‘Gonna Tell Aunt Mary . . .’

Originally posted September 1, 2009

The things you can learn rummaging around online!

Remember all the stories about a baseball player promising to hit a home run for a sick kid in the hospital and then actually going out and doing so? (The ballplayer in the story is frequently Babe Ruth, and there is some evidence that things happened that way at least once, which only proves that where Babe Ruth is concerned, fact and fable intersect.) As I dug around at Wikipedia this morning, I found a similar story of rock ’n’ roll lore:

In the mid-1950s, it seems, there was a young woman in or near New Orleans named Enotris Johnson. Her Aunt Mary was ill, and in hopes of gaining the money for her aunt’s treatment, Enotris began to write a rock ’n’ roll song for a popular performer to record. Actually, she only wrote a couple of lines, but somehow, she got in touch with Honey Chile, a popular disk jockey.

Honey Chile took the few lines that Enotris had written and got in touch with a fellow named Bumps Blackwell, who was an A&R man for Specialty Records.
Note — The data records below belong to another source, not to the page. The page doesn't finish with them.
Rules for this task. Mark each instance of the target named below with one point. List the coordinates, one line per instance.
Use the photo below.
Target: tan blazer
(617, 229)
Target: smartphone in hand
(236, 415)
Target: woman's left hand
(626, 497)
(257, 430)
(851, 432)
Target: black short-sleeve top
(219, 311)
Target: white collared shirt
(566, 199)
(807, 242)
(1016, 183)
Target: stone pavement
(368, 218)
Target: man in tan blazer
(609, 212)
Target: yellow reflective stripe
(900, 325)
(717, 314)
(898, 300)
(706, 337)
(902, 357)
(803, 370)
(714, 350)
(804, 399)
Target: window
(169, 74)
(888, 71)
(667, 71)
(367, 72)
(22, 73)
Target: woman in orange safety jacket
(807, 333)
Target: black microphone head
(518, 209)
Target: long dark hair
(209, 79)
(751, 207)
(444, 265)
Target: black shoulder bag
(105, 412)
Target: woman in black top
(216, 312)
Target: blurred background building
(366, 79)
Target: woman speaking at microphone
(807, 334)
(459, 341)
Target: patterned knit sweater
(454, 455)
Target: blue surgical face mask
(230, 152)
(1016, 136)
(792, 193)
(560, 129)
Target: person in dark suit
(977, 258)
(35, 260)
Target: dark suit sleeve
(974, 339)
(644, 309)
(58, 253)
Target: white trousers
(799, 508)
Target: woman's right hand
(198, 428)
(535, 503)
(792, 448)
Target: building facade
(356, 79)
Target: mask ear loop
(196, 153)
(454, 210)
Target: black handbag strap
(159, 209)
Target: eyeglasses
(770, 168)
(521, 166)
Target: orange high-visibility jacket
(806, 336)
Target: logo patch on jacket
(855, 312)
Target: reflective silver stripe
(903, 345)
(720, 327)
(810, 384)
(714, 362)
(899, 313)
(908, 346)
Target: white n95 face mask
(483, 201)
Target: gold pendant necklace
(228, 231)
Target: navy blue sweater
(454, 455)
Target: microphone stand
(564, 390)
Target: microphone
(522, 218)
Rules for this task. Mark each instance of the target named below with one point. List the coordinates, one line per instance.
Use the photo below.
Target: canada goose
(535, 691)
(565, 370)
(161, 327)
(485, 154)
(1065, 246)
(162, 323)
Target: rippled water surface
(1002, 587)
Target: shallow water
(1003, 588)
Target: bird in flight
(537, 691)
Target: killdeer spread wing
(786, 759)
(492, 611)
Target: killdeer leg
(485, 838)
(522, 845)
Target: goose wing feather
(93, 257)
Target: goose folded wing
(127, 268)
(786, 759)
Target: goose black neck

Blackwell took the few lines to the performer, who was – Wikipedia says – reluctant to use them. Still, one of the lines resonated with the artist, and he and Blackwell added to Enotris Johnson’s lines and crafted a song out of it. Recorded at a tempo so fast that the artist might have been singing in some language other than English, the song was released as a single. It went as high as No. 6 on the fragmented pop charts of the time and spent eight weeks at No. 1 on the R&B chart.

Those three lines Enotris wrote?

Saw Uncle John with Long Tall Sally
They saw Aunt Mary comin’
So they ducked back in the alley.

The artist, of course, was Little Richard and the song was “Long Tall Sally,” maybe the most famous song recorded by the flamboyant singer born as Richard Penniman in Macon, Georgia. (I’d guess that “Tutti Frutti” and “Good Golly Miss Molly” would be in the running for that “most famous” title.)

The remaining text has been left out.